The hedonic scale functions like an instrument that turns subjective sensory experiences into objective measurements. By assigning a tangible measurement, you obtain actionable data to help you modify and improve your formulations.  

So, what attributes are being measured? Our analysts assign a score of 1-5 for the following, depending on the product being tested: 

  • Appearance 
  • Color 
  • Odor 
  • Purge (if applicable) 
  • Texture  
  • Package Integrity 
  • pH
  • Headspace Analysis (Carbon Dioxide, Oxygen) 

What's an Example of How Organoleptic Testing is Used? 

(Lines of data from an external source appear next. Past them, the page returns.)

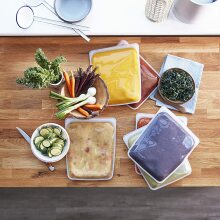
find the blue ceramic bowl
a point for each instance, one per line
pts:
(72, 10)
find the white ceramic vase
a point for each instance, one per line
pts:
(158, 10)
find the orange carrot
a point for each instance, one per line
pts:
(83, 112)
(73, 85)
(68, 83)
(94, 107)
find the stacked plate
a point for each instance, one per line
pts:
(161, 148)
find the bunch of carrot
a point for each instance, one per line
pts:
(86, 110)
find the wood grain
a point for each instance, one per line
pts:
(28, 109)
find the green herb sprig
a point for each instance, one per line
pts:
(43, 75)
(177, 85)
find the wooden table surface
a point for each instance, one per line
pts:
(30, 108)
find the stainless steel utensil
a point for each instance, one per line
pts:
(36, 3)
(25, 18)
(28, 139)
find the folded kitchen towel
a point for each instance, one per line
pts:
(192, 67)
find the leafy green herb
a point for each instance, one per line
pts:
(46, 73)
(177, 85)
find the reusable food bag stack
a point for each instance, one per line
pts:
(160, 149)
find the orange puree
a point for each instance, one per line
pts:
(120, 70)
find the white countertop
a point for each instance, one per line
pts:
(107, 17)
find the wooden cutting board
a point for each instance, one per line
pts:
(30, 108)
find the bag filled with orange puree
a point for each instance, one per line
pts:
(119, 67)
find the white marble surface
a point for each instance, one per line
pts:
(107, 17)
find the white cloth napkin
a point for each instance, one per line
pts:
(195, 68)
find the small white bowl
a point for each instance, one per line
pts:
(44, 158)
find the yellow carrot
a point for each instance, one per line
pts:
(73, 85)
(68, 83)
(83, 112)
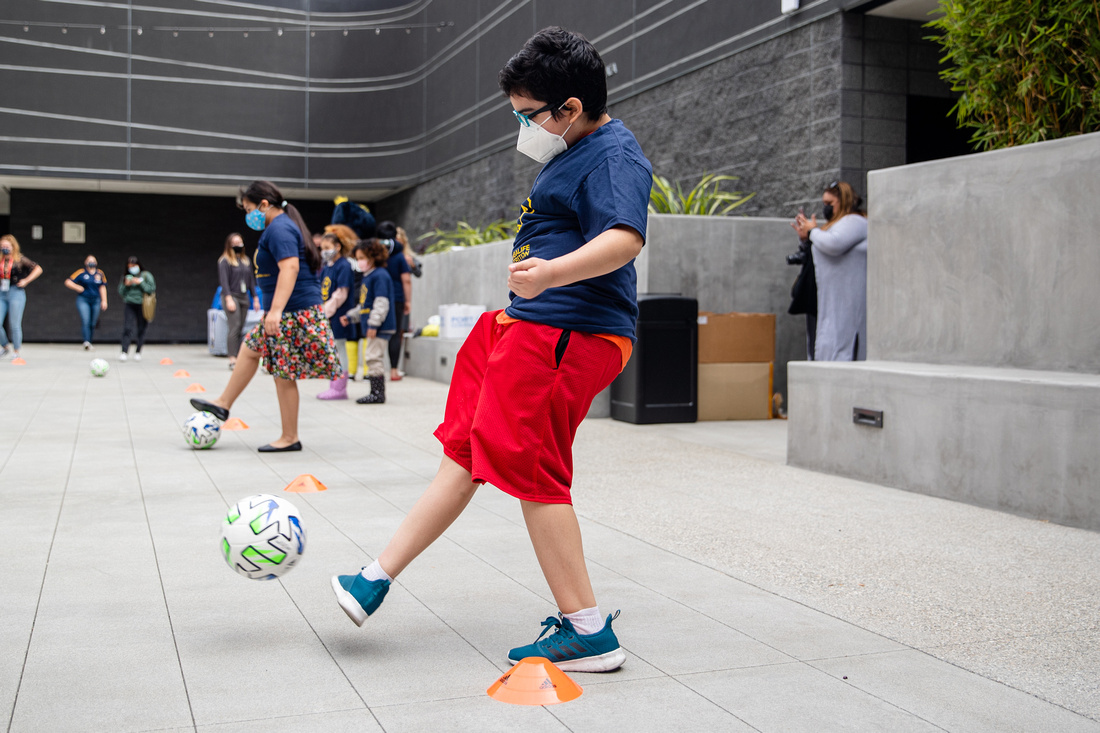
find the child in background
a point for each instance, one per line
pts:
(375, 314)
(349, 239)
(336, 291)
(525, 376)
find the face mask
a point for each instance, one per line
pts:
(255, 219)
(539, 144)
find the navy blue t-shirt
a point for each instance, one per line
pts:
(377, 284)
(397, 265)
(602, 182)
(282, 239)
(333, 276)
(90, 283)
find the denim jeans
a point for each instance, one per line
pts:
(89, 316)
(11, 305)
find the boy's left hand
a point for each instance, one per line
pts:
(529, 277)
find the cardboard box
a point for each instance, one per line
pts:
(735, 392)
(736, 338)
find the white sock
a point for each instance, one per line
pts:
(586, 621)
(374, 571)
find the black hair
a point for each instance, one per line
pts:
(553, 65)
(265, 190)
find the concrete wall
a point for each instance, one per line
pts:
(726, 263)
(989, 259)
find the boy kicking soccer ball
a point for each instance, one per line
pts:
(526, 375)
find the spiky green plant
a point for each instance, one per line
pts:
(706, 198)
(1027, 69)
(463, 234)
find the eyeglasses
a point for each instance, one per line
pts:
(526, 119)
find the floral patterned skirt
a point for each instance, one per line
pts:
(304, 348)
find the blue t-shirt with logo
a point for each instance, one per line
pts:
(333, 276)
(602, 182)
(90, 283)
(282, 239)
(377, 284)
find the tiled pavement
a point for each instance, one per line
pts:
(754, 595)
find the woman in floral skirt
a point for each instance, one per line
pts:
(294, 339)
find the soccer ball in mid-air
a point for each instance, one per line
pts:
(262, 537)
(201, 430)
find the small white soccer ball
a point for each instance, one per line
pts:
(201, 430)
(262, 537)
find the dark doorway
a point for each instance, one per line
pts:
(931, 131)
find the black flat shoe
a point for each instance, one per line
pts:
(218, 412)
(272, 449)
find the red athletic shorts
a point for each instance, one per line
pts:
(518, 393)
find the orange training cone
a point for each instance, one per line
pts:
(535, 681)
(305, 484)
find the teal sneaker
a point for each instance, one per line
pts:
(572, 652)
(359, 597)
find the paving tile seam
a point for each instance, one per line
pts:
(968, 671)
(45, 569)
(156, 559)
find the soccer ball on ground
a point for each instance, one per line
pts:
(201, 430)
(262, 537)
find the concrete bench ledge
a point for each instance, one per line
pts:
(1018, 440)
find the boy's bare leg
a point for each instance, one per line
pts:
(248, 361)
(557, 538)
(438, 507)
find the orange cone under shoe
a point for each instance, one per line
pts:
(305, 484)
(535, 681)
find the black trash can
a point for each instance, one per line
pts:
(659, 382)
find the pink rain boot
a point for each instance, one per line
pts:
(338, 390)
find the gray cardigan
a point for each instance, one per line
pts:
(840, 267)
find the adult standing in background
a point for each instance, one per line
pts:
(90, 287)
(399, 272)
(136, 282)
(294, 339)
(17, 272)
(839, 253)
(237, 279)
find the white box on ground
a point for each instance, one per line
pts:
(457, 319)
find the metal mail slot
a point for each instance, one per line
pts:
(868, 417)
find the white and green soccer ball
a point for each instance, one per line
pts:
(262, 537)
(201, 430)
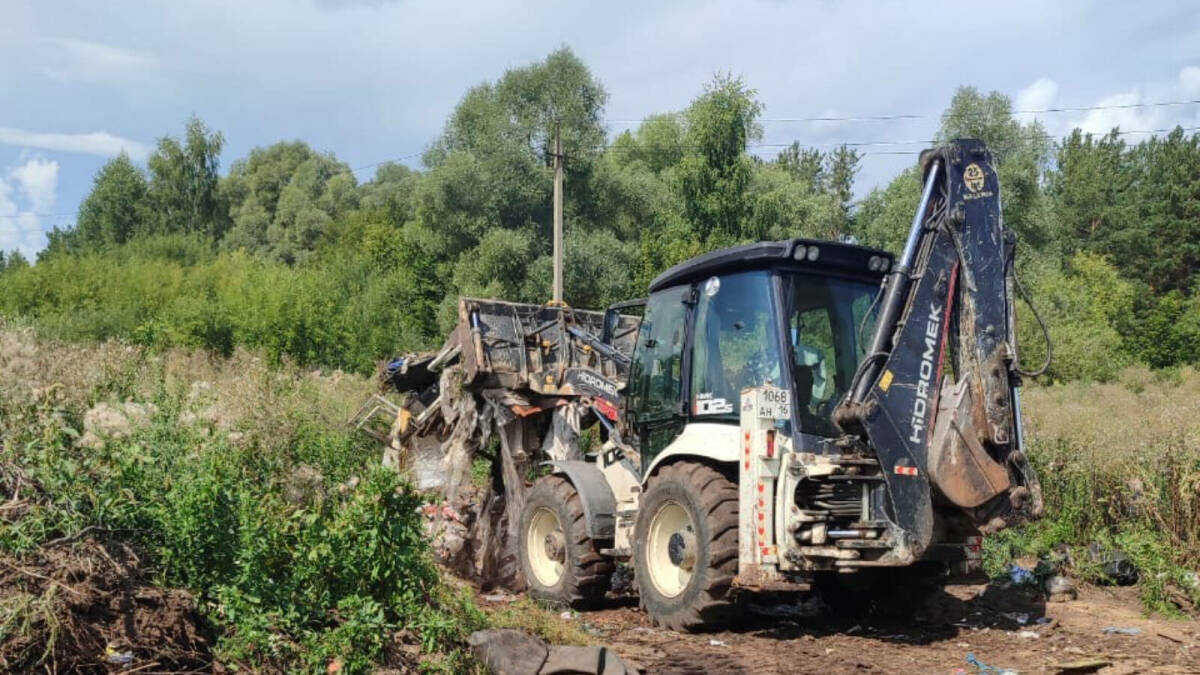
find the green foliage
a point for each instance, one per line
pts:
(1138, 204)
(183, 187)
(1119, 467)
(285, 197)
(715, 173)
(115, 209)
(1083, 304)
(300, 549)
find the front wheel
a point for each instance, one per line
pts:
(559, 561)
(685, 547)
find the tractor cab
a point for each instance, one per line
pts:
(795, 315)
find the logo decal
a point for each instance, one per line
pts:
(973, 177)
(925, 375)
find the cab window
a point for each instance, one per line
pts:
(735, 344)
(657, 371)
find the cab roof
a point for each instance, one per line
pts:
(833, 257)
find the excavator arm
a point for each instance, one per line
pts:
(937, 396)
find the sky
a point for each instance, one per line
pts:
(375, 79)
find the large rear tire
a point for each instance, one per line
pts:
(559, 561)
(685, 547)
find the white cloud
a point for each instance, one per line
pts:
(95, 63)
(1128, 109)
(22, 225)
(96, 143)
(1038, 96)
(39, 179)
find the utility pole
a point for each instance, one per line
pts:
(558, 217)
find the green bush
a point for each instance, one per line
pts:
(300, 548)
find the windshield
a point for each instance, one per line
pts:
(735, 345)
(823, 317)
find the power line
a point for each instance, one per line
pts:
(37, 215)
(941, 115)
(355, 169)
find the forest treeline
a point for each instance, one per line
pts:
(289, 252)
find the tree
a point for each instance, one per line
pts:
(713, 178)
(1139, 205)
(1021, 154)
(491, 168)
(184, 183)
(285, 197)
(115, 210)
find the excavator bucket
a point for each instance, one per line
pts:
(948, 304)
(959, 465)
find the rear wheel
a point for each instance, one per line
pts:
(685, 547)
(559, 561)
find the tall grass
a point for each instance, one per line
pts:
(1120, 465)
(235, 481)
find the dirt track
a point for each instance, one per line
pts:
(937, 637)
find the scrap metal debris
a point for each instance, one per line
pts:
(515, 384)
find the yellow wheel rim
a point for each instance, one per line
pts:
(671, 549)
(546, 547)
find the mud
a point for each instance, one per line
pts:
(1003, 628)
(87, 607)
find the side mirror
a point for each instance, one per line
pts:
(612, 318)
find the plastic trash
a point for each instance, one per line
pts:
(1115, 566)
(984, 669)
(1020, 575)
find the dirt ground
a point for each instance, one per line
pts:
(1003, 628)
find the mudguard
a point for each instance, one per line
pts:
(599, 502)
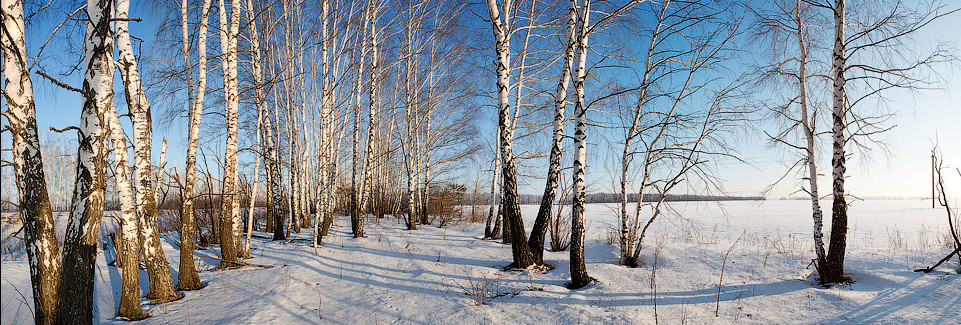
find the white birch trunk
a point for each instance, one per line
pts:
(43, 253)
(230, 204)
(129, 249)
(161, 281)
(834, 265)
(579, 276)
(83, 227)
(187, 277)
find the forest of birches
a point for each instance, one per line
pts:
(430, 112)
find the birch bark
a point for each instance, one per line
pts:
(579, 276)
(521, 252)
(161, 281)
(834, 264)
(187, 277)
(83, 227)
(536, 242)
(43, 253)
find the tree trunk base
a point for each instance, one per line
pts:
(175, 297)
(574, 285)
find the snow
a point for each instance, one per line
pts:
(400, 276)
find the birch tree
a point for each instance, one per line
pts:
(129, 249)
(230, 204)
(161, 280)
(789, 23)
(43, 253)
(579, 276)
(501, 26)
(83, 226)
(188, 279)
(536, 242)
(866, 64)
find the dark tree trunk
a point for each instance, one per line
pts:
(834, 265)
(83, 228)
(34, 205)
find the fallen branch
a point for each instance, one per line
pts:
(241, 263)
(945, 259)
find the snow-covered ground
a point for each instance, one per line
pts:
(451, 276)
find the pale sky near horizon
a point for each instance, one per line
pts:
(904, 171)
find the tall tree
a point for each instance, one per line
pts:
(833, 269)
(83, 227)
(230, 204)
(501, 26)
(129, 257)
(161, 280)
(536, 242)
(188, 279)
(579, 276)
(34, 209)
(788, 23)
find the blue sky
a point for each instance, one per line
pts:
(903, 171)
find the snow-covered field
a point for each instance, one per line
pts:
(451, 276)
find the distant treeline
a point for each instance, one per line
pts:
(615, 198)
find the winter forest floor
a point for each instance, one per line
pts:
(449, 275)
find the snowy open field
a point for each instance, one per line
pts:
(420, 277)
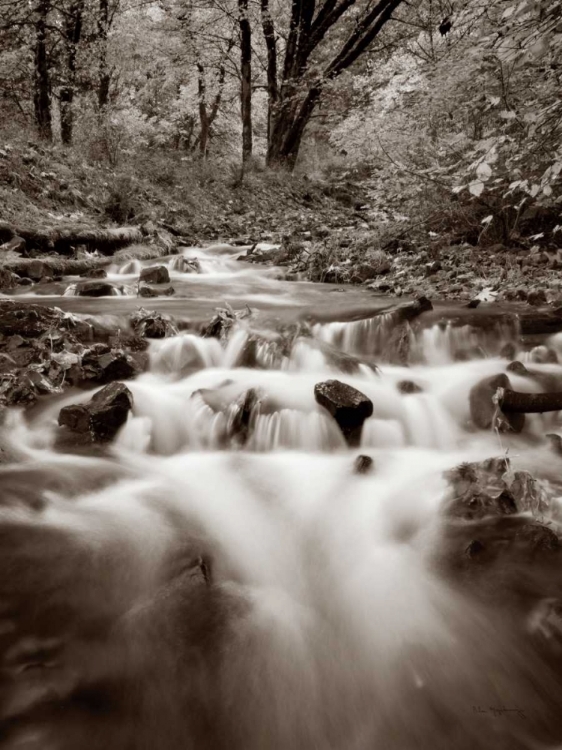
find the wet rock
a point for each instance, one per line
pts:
(102, 416)
(152, 325)
(95, 273)
(27, 320)
(537, 297)
(543, 355)
(155, 275)
(8, 280)
(408, 386)
(151, 292)
(349, 407)
(104, 365)
(555, 443)
(518, 368)
(485, 413)
(95, 289)
(242, 416)
(363, 465)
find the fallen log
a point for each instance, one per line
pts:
(33, 268)
(516, 402)
(63, 241)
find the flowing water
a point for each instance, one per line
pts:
(195, 590)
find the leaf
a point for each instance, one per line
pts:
(476, 187)
(484, 171)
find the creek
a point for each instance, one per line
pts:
(188, 590)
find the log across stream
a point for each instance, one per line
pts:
(288, 533)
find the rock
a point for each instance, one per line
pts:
(363, 465)
(8, 280)
(242, 416)
(485, 413)
(508, 351)
(151, 292)
(518, 368)
(27, 320)
(7, 232)
(102, 416)
(94, 273)
(349, 407)
(155, 275)
(543, 355)
(104, 365)
(95, 289)
(537, 297)
(14, 245)
(152, 325)
(555, 443)
(408, 386)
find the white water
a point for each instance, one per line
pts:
(200, 595)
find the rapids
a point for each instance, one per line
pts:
(186, 592)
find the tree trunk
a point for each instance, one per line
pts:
(104, 79)
(246, 73)
(42, 94)
(203, 116)
(271, 46)
(298, 96)
(73, 34)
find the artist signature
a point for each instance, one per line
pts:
(497, 712)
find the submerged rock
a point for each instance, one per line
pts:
(149, 291)
(95, 289)
(102, 416)
(408, 386)
(485, 413)
(349, 407)
(155, 275)
(363, 465)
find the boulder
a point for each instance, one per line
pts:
(104, 365)
(408, 386)
(94, 273)
(349, 407)
(8, 280)
(155, 275)
(102, 416)
(95, 289)
(151, 292)
(242, 416)
(363, 465)
(485, 413)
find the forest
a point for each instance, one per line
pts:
(441, 121)
(280, 374)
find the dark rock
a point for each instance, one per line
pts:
(104, 365)
(155, 275)
(102, 416)
(508, 351)
(363, 465)
(349, 407)
(152, 325)
(150, 292)
(537, 297)
(95, 273)
(95, 289)
(408, 386)
(518, 368)
(27, 320)
(242, 416)
(555, 442)
(485, 412)
(8, 280)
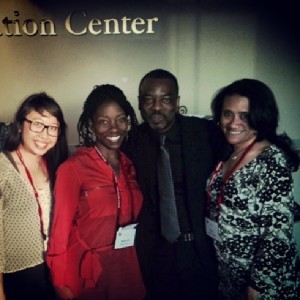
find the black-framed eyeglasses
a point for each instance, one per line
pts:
(38, 127)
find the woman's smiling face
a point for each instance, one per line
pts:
(234, 121)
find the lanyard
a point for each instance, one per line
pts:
(36, 195)
(116, 186)
(226, 178)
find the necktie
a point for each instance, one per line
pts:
(168, 212)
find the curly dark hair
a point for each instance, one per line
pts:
(99, 95)
(263, 113)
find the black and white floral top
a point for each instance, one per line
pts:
(255, 222)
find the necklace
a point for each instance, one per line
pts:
(36, 195)
(234, 156)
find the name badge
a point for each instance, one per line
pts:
(212, 229)
(125, 236)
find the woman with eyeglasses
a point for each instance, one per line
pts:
(32, 152)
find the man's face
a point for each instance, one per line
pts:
(158, 103)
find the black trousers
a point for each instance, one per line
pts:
(32, 283)
(178, 274)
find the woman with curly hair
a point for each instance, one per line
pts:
(250, 197)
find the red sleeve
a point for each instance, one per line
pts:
(66, 196)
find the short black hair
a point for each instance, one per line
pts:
(39, 102)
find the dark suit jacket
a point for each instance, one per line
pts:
(201, 142)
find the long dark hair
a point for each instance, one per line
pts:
(39, 102)
(263, 113)
(99, 95)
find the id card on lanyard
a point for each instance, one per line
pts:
(211, 226)
(125, 235)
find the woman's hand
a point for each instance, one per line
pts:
(64, 293)
(252, 294)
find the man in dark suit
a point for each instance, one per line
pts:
(186, 268)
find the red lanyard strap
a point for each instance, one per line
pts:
(122, 170)
(35, 194)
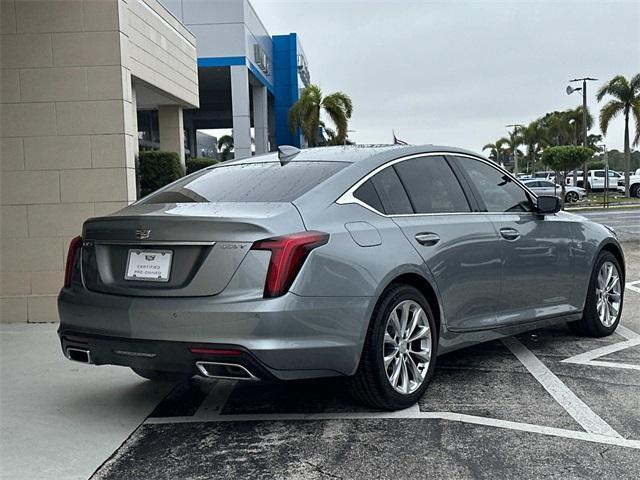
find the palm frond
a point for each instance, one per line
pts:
(617, 87)
(635, 111)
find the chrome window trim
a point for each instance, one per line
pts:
(348, 197)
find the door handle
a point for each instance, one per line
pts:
(427, 239)
(510, 233)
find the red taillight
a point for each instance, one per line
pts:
(215, 351)
(74, 248)
(288, 253)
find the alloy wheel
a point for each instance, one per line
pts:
(608, 294)
(407, 347)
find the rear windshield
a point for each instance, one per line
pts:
(248, 182)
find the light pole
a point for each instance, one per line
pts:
(606, 174)
(572, 122)
(570, 90)
(515, 146)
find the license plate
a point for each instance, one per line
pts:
(149, 265)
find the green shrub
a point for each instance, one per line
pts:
(157, 169)
(198, 163)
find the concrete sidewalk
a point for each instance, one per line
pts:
(60, 419)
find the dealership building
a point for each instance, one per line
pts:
(87, 83)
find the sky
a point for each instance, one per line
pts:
(454, 72)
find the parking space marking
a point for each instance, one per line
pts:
(589, 358)
(568, 400)
(632, 286)
(412, 413)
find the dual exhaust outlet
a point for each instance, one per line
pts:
(226, 371)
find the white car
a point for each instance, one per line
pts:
(634, 184)
(545, 187)
(595, 179)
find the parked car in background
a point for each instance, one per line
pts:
(634, 184)
(596, 180)
(545, 187)
(364, 262)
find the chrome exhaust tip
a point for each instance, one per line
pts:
(78, 355)
(226, 371)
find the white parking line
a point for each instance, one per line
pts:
(413, 413)
(568, 400)
(633, 286)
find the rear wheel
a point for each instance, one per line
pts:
(160, 376)
(603, 305)
(399, 354)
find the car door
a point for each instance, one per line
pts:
(459, 247)
(537, 269)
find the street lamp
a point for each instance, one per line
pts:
(515, 147)
(603, 147)
(570, 90)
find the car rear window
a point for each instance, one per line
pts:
(248, 182)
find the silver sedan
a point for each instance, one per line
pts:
(362, 262)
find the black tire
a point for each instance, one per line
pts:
(571, 197)
(160, 376)
(370, 384)
(590, 324)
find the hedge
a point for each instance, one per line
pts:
(157, 169)
(198, 163)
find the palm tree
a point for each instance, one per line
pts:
(533, 137)
(626, 100)
(225, 147)
(494, 153)
(305, 114)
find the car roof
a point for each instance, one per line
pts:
(354, 153)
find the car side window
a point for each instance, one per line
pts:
(432, 185)
(366, 193)
(499, 192)
(391, 192)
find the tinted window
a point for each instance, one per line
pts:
(391, 192)
(248, 182)
(367, 193)
(498, 191)
(432, 186)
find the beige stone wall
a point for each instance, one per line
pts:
(67, 130)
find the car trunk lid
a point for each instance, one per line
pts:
(205, 242)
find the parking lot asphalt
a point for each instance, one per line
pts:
(544, 404)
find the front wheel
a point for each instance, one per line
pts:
(399, 354)
(603, 305)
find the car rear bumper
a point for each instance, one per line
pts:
(286, 338)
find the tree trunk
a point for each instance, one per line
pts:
(627, 155)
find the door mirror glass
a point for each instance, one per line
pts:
(548, 204)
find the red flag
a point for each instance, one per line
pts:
(397, 141)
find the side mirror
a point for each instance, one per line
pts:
(548, 204)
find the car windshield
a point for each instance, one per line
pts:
(248, 182)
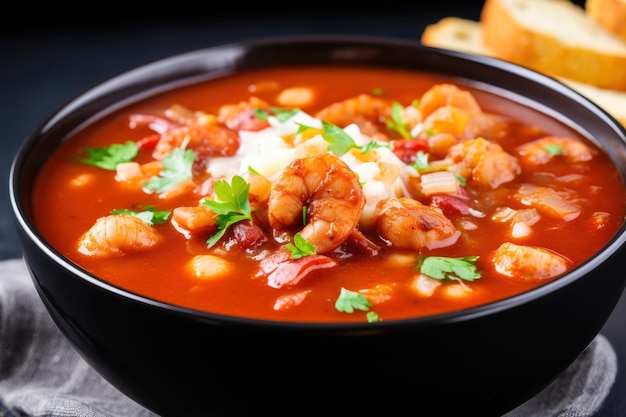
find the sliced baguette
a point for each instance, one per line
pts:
(610, 14)
(555, 37)
(457, 34)
(466, 36)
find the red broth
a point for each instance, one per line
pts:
(557, 201)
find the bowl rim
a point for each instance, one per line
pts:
(239, 49)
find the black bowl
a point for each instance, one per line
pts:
(179, 362)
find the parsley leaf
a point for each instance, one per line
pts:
(281, 114)
(300, 247)
(233, 205)
(110, 156)
(350, 300)
(421, 161)
(440, 267)
(149, 215)
(176, 168)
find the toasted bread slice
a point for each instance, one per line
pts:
(466, 36)
(610, 14)
(555, 37)
(457, 34)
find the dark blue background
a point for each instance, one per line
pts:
(50, 53)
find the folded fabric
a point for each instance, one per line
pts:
(42, 375)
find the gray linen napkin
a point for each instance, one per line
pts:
(41, 375)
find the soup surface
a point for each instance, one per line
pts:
(328, 195)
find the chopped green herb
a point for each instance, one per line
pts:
(443, 268)
(300, 247)
(231, 207)
(149, 215)
(110, 156)
(350, 300)
(397, 122)
(372, 317)
(421, 161)
(176, 168)
(375, 145)
(279, 113)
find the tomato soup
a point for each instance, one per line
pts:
(328, 194)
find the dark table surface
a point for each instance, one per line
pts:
(46, 60)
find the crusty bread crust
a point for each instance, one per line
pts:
(457, 34)
(466, 35)
(587, 53)
(610, 14)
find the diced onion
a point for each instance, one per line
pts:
(209, 266)
(440, 182)
(425, 285)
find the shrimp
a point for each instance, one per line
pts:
(528, 262)
(368, 112)
(331, 191)
(205, 139)
(542, 150)
(409, 224)
(117, 235)
(483, 161)
(441, 95)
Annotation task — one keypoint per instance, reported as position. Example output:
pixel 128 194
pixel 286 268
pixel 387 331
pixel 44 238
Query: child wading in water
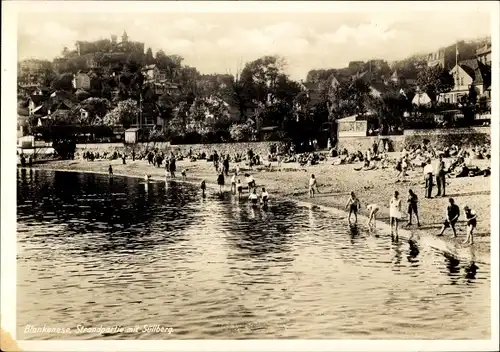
pixel 239 186
pixel 373 209
pixel 254 198
pixel 220 181
pixel 233 183
pixel 264 197
pixel 395 214
pixel 203 187
pixel 471 217
pixel 353 204
pixel 313 186
pixel 412 207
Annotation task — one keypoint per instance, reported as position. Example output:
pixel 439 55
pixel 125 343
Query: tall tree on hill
pixel 435 80
pixel 63 82
pixel 149 57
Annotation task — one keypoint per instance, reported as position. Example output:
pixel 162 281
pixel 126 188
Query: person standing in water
pixel 240 189
pixel 253 198
pixel 220 181
pixel 264 197
pixel 412 207
pixel 452 215
pixel 395 214
pixel 353 204
pixel 373 209
pixel 233 183
pixel 471 217
pixel 203 187
pixel 313 186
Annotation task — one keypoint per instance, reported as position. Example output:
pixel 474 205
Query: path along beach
pixel 335 183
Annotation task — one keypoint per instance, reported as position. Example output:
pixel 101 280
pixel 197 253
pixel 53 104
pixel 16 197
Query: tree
pixel 63 82
pixel 241 132
pixel 149 57
pixel 96 107
pixel 124 114
pixel 389 109
pixel 348 98
pixel 261 76
pixel 435 80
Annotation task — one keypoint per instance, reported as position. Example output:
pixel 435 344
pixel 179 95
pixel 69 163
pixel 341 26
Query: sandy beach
pixel 335 183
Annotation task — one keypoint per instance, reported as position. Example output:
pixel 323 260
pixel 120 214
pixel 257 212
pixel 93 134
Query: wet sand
pixel 335 183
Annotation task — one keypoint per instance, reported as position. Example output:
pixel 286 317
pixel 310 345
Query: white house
pixel 81 81
pixel 421 98
pixel 153 73
pixel 466 74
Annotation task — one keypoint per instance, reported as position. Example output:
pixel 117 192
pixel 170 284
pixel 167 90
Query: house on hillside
pixel 422 99
pixel 81 81
pixel 469 73
pixel 483 54
pixel 403 79
pixel 153 73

Organoleptic testing is a cost-effective tool for product development and even competitive market analysis. 

Product Development: 

Use organoleptic test data to fine-tune new formulations. A manufacturer of meat products might use it to ensure a shelf-stable product retains its texture, flavor, and freshness over time, critical for defining shelf-life and meeting consumer requirements. 

Market Analysis: 

For competitive benchmarking, a beverage company might use organoleptic testing to compare its new flavored water with rivals, assessing taste, aroma, and mouthfeel to identify how it can outperform others in the market. 

How Much Does Organoleptic Testing Cost? 

The cost of organoleptic testing is modest compared to the value it adds.  

At Certified Laboratories, the price for organoleptic testing is under $60, offering a cost-effective solution for quality assurance. In comparison, a basic decomposition test is priced around $20. Contact us for current pricing and a quote.  

Is Organoleptic Testing Worth the Time and Cost? 

Imagine if the manufacturer of the shrimp product mentioned in the opening of this article hadn’t done an organoleptic analysis of their product. They may have shipped thousands of packages to retailers across the country – only to have the product quickly go stale and decompose. Who knows how much they would have spent discarding the product?   

Conducting a few relatively inexpensive organoleptic tests on their product revealed a flaw in the packaging that helped them avoid untold expenses and brand damage. Not a bad return on an investment of under $60.   

Organoleptic testing is another vital tool in your quality program to complement microbiology and chemistry testing.